Just ask Billy Horschel.

(Good news: Billy H. bounced back to post a two-under par 68 in the first round of The BMW Championship.)

Back to Babadom!

Well, that single digit stuff didn’t last for long. Two weeks to be exact. I’m back to double digits, and once again, OFFICIALLY a Shababa.

It just took two rounds.

First, a “smooth” 91 at Portsmouth Country Club in a classic Baba match. Summary? A Baba who shanked no less than six shots in his first fifteen holes rose up from the ashes to par and bogey Nos. 16 and 17 to tie the match. On 18, he was on in (net) regulation in two, 18 feet from the pin. It looked like all he needed was a two-jack to win the side and the match.

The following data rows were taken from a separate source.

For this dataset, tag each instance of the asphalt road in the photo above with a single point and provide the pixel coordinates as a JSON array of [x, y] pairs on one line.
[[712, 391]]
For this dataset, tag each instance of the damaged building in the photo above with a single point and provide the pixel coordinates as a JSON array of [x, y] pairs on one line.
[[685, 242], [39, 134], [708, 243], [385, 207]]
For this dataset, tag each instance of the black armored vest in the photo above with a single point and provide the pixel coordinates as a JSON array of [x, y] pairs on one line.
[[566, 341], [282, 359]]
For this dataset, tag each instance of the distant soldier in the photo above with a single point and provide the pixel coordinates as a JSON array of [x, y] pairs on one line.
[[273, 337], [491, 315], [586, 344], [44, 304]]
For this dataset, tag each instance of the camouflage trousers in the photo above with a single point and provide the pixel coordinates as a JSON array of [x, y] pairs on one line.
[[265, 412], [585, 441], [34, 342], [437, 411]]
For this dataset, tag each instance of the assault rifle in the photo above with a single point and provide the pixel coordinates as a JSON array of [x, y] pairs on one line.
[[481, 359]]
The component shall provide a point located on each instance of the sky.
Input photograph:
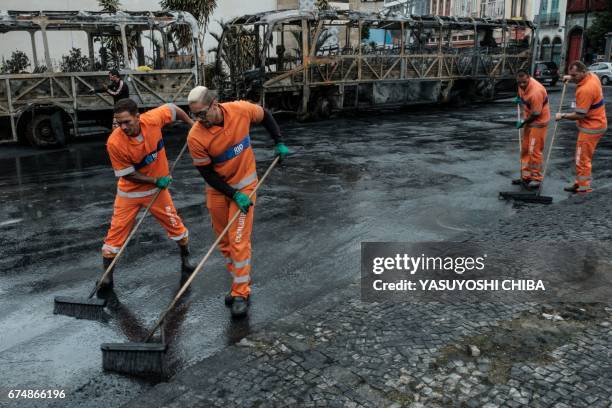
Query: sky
(60, 43)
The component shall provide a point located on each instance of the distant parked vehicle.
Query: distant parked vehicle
(49, 108)
(546, 71)
(603, 70)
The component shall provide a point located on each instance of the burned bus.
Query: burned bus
(313, 63)
(52, 104)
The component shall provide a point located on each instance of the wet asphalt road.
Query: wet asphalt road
(413, 175)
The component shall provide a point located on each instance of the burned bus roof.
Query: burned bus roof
(389, 19)
(98, 21)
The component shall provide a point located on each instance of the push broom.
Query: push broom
(537, 197)
(147, 359)
(92, 308)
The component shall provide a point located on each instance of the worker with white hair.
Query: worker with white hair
(220, 145)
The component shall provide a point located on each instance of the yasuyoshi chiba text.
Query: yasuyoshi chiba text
(460, 285)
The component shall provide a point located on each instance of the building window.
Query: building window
(556, 51)
(545, 50)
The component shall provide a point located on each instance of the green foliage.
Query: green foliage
(17, 64)
(74, 61)
(597, 31)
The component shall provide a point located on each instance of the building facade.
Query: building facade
(580, 14)
(550, 18)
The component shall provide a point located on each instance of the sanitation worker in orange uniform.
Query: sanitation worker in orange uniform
(533, 97)
(590, 117)
(221, 149)
(138, 156)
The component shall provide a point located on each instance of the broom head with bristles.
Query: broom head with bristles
(525, 197)
(140, 359)
(81, 308)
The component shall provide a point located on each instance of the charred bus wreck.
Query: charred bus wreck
(50, 105)
(312, 63)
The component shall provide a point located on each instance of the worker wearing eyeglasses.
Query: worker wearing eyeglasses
(220, 145)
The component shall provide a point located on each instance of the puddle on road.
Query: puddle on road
(530, 338)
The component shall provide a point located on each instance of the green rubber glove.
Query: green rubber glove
(281, 150)
(243, 201)
(163, 182)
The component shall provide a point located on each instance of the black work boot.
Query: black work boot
(107, 284)
(187, 267)
(533, 185)
(520, 181)
(573, 188)
(240, 307)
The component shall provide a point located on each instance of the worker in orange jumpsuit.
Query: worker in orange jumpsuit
(533, 97)
(590, 117)
(221, 149)
(138, 157)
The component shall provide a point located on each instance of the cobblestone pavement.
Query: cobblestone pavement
(342, 352)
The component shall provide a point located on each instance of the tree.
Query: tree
(74, 61)
(17, 64)
(201, 11)
(596, 33)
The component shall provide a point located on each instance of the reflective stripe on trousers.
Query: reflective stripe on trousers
(235, 246)
(585, 148)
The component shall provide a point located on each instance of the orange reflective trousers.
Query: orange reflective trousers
(235, 246)
(125, 211)
(585, 148)
(532, 147)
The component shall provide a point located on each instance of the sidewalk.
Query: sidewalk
(340, 352)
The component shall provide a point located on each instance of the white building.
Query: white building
(550, 18)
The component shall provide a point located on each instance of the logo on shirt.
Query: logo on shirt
(238, 149)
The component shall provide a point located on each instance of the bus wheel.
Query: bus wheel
(44, 131)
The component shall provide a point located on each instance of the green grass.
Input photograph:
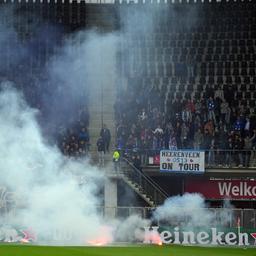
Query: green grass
(166, 250)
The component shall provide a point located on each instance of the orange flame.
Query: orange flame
(154, 238)
(104, 239)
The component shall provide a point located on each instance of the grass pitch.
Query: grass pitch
(165, 250)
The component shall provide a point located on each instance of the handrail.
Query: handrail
(147, 178)
(225, 158)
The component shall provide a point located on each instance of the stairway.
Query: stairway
(102, 97)
(142, 184)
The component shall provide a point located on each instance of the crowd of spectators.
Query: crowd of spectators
(147, 122)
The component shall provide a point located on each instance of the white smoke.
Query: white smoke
(131, 229)
(49, 198)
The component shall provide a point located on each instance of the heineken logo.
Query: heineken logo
(212, 236)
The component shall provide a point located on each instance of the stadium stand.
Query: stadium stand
(192, 86)
(24, 60)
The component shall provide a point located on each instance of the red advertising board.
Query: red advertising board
(221, 189)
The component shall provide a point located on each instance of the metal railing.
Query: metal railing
(145, 183)
(213, 158)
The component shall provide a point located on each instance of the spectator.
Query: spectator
(184, 135)
(219, 93)
(173, 142)
(211, 108)
(198, 139)
(238, 147)
(116, 160)
(101, 151)
(248, 148)
(225, 112)
(106, 136)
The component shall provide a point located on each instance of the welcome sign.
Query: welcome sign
(221, 189)
(182, 161)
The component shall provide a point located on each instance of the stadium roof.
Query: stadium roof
(130, 1)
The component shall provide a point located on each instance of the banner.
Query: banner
(182, 161)
(221, 189)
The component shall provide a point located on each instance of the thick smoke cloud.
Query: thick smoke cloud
(49, 198)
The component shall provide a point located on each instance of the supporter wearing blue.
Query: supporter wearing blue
(211, 108)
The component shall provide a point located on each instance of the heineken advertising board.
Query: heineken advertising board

Aha! My Baba, with a stroke, sunk a 25-footer, which mean the other Baba would have to two-jack to tie. From 18 feet? Not too difficult.

Aha! The classic Baba proceeded to bang his first putt 10 feet past the hole, and then leave his comeback putt a foot short of the hole. Bottom line: Babas prevail; win $4.

Second, a rather pedestrian 96 at The Country Club in Brookline. Pleading presence on the PUP list: physically unable to perform. Pinched nerve; dead arm; Baba = 96. Of note, our “stud” FOUR-JACKED our second hole to immediately take us out of contention for any prize consideration.

And he’s not even a Baba!

Looking forward to my next round with son-in-law Nick this Friday. And of course, prepping for the Second Annual Shababa Invitational in Spooner, Wisconsin later this month.

WHERE IS BILLY D?!?!?!?

The Cookie’s Crumbling!

Hello, my name is Don, and I am a Shababa. (Editor’s Note: “Hi, Don!”)

I would love to say that I am a recovering Shababa, but all signs of recovery seem to be fading. I fear that, as the Manifesto explains, “Once a Shababa, always a Shababa.”

I must say that this is the best Manifesto since Teddy K explained his animosity toward UNiversities and Airlines (UNA collectively).

Psychosis!

Was playing with Dr. Bob yesterday, tooling along pretty well in my first round as a “single-digit handicap” – 9.8 – very cognizant of the fact that, as stated in The Manifesto, “In essence, a 9-handicapper is nothing more than a Shababa waiting to happen.” Sure enough, after four consecutive poor shots on a par three, followed by three consecutive baffs on the ensuing par five, Dr. Bob simply picked up my ball, and like the sensitive physician he is, diagnosed my ill fortunes as “playing with a severe psychosis.” He told me to take the rest of the hole off.

“Psychosis”? I guess that’s just fancy medical lingo for “Shababa.”